The Reserve Bank of India should release a sector-wise break-up of agricultural credit, experts said on Thursday,  stating that this would help result in a more productive use of the funds for the sector. Currently, about 70% of the farm credit, according to RBI data, are crop loans, while there is no disaggregated data on what the balance amount is used for.

Sector analysts fear that the credit disbursed to the MSME sector and micro-finance institutions may be getting categorised under “agriculture credit”. They are of the view that there should be a better monitoring system to ensure that these funds really are used in the farm sector.

The government had exceeded the agriculture credit target of Rs 10 lakh crore for 2017-18, of which about Rs 6.5 lakh crore were disbursed to farmers under crop loans which carry lower interest rates, former agriculture secretary Siraj Hussain said.

While the remaining credit amounts were disbursed as term loan, which do not entail any subsidised interest, the RBI doesn’t release the list of beneficiaries, he said at a conference — Food Systems Dialogues — organised by Bharat Krishak Samaj here.

Nabard chairman Harsh Kumar Bhanwala said: “Credit flow monitoring is very important as investment in the agriculture sector is not much despite the interest subvention.” Monitoring will help in more productive use of the agricultural loan, he added.
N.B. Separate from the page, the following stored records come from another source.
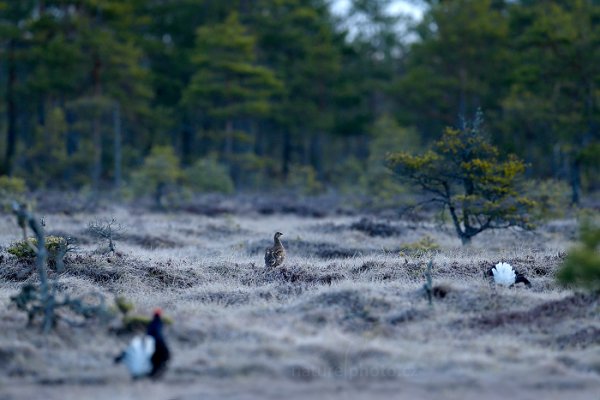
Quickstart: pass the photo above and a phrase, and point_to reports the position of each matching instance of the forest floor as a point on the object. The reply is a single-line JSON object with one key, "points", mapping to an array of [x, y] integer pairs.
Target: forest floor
{"points": [[344, 318]]}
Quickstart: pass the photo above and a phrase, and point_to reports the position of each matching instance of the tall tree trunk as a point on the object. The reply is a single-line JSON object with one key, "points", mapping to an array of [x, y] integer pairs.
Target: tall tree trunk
{"points": [[11, 110], [316, 154], [575, 181], [286, 154], [186, 142], [117, 145], [96, 133]]}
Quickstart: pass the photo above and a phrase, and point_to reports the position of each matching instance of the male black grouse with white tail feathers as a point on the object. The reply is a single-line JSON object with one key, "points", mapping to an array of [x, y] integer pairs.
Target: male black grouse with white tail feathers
{"points": [[504, 274], [275, 255], [147, 356]]}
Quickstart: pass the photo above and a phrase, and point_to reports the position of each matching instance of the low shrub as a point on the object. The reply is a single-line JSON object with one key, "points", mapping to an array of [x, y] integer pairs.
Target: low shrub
{"points": [[24, 249]]}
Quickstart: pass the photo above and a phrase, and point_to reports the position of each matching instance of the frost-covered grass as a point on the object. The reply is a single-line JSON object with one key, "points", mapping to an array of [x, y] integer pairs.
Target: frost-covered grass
{"points": [[346, 307]]}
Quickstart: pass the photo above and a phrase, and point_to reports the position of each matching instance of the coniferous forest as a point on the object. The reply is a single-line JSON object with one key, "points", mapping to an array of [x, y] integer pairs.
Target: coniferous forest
{"points": [[268, 94], [324, 199]]}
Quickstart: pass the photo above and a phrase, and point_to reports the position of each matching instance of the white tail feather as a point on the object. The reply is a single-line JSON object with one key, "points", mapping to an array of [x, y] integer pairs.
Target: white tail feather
{"points": [[138, 355], [504, 274]]}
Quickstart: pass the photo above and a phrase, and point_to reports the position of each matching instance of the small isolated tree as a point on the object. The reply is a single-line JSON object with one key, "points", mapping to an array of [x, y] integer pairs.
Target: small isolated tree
{"points": [[463, 173]]}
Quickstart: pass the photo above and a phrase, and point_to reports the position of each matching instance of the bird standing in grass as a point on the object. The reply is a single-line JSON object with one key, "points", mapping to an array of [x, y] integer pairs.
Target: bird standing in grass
{"points": [[275, 255], [147, 356], [504, 274]]}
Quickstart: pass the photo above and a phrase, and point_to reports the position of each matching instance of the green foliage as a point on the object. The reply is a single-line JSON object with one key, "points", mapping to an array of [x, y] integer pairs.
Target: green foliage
{"points": [[43, 300], [303, 179], [11, 189], [207, 175], [25, 249], [139, 323], [387, 137], [463, 174], [581, 268], [552, 198], [424, 244], [158, 175]]}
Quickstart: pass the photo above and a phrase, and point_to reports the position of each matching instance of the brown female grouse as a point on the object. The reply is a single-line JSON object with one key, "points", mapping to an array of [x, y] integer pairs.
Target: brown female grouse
{"points": [[275, 255]]}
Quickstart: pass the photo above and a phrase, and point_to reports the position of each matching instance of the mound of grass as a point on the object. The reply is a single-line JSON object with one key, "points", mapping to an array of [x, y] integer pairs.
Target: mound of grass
{"points": [[138, 323]]}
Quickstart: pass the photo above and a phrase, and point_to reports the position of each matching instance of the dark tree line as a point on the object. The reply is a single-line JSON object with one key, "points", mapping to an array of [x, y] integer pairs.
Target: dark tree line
{"points": [[279, 89]]}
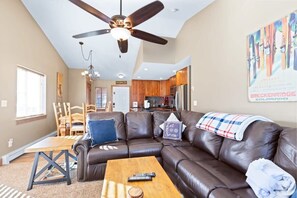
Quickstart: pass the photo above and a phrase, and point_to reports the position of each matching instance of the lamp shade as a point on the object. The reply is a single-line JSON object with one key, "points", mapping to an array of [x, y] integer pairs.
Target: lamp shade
{"points": [[120, 33]]}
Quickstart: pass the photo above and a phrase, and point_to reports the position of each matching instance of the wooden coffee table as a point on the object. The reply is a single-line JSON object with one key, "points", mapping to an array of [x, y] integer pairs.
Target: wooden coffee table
{"points": [[51, 144], [117, 172]]}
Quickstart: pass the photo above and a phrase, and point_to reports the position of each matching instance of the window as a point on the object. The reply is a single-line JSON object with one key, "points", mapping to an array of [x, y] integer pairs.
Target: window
{"points": [[101, 97], [31, 93]]}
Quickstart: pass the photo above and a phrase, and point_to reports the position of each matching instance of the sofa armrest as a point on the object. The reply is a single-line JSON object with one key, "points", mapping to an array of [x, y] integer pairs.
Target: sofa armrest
{"points": [[82, 145], [81, 149]]}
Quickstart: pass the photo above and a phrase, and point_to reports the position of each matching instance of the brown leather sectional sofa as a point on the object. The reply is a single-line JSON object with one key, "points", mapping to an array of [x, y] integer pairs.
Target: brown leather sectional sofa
{"points": [[203, 164]]}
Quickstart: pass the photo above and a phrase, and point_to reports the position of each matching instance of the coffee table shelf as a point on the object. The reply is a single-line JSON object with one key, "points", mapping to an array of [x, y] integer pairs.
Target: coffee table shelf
{"points": [[117, 172]]}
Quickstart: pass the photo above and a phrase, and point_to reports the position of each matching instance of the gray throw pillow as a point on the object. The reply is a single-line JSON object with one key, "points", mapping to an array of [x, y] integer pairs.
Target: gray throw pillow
{"points": [[172, 130]]}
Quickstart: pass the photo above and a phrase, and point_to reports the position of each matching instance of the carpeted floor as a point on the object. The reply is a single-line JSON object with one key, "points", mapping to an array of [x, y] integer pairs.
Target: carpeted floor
{"points": [[16, 177]]}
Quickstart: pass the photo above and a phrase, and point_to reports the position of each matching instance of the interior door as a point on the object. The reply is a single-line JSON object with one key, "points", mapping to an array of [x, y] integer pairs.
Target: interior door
{"points": [[121, 99]]}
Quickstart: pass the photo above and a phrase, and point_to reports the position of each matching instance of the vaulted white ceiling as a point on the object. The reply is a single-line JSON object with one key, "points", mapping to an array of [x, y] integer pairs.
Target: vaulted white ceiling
{"points": [[60, 20]]}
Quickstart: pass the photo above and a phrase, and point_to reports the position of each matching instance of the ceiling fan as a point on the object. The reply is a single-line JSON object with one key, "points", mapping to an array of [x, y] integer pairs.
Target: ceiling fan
{"points": [[121, 27]]}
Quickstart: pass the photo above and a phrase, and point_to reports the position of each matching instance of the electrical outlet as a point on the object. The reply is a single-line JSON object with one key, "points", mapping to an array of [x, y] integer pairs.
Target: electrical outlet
{"points": [[195, 102], [10, 142], [3, 103]]}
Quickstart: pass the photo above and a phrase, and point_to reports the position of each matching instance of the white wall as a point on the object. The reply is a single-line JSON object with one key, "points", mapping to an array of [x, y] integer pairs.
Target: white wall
{"points": [[216, 41]]}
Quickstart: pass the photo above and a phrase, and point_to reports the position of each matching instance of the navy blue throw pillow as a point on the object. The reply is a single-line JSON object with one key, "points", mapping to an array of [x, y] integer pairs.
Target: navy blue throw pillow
{"points": [[102, 131]]}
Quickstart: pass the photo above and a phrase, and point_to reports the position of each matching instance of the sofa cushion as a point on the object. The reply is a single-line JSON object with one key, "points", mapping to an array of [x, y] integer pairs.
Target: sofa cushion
{"points": [[139, 125], [104, 152], [198, 179], [172, 118], [224, 192], [259, 141], [231, 177], [172, 130], [190, 119], [102, 131], [172, 142], [159, 117], [144, 147], [195, 154], [208, 142], [245, 192], [118, 118], [286, 154], [171, 156]]}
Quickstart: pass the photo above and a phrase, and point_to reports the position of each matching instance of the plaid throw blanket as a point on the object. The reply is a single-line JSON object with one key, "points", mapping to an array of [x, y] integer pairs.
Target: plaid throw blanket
{"points": [[227, 125]]}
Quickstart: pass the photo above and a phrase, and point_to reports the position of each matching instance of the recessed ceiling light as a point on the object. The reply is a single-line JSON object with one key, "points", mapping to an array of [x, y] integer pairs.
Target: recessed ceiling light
{"points": [[121, 75]]}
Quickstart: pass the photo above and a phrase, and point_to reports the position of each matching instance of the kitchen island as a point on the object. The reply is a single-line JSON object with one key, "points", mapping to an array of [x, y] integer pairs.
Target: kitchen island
{"points": [[152, 109]]}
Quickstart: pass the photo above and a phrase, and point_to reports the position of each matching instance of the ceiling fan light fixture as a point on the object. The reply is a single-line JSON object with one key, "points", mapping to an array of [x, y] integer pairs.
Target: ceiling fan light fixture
{"points": [[120, 33]]}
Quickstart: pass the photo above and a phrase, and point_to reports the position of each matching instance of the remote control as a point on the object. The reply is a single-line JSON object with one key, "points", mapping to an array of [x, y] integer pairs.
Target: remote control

Bhanwala also said the farmers producers’ organisations (FPOs) need an anchor agency on the lines of the National Dairy Development Board.
Speaking on connecting farmers to value chain, noted agriculture economist and former chairman of Commission for Agricultural Costs and Prices (CACP) Ashok Gulati said there is massive investment required in marketing infrastructure since the value chain of each product, like grain and milk for example, is different. He further said farmers need to grow what the consumer is looking for whereas the current practice is to grow a crop and then look for the market.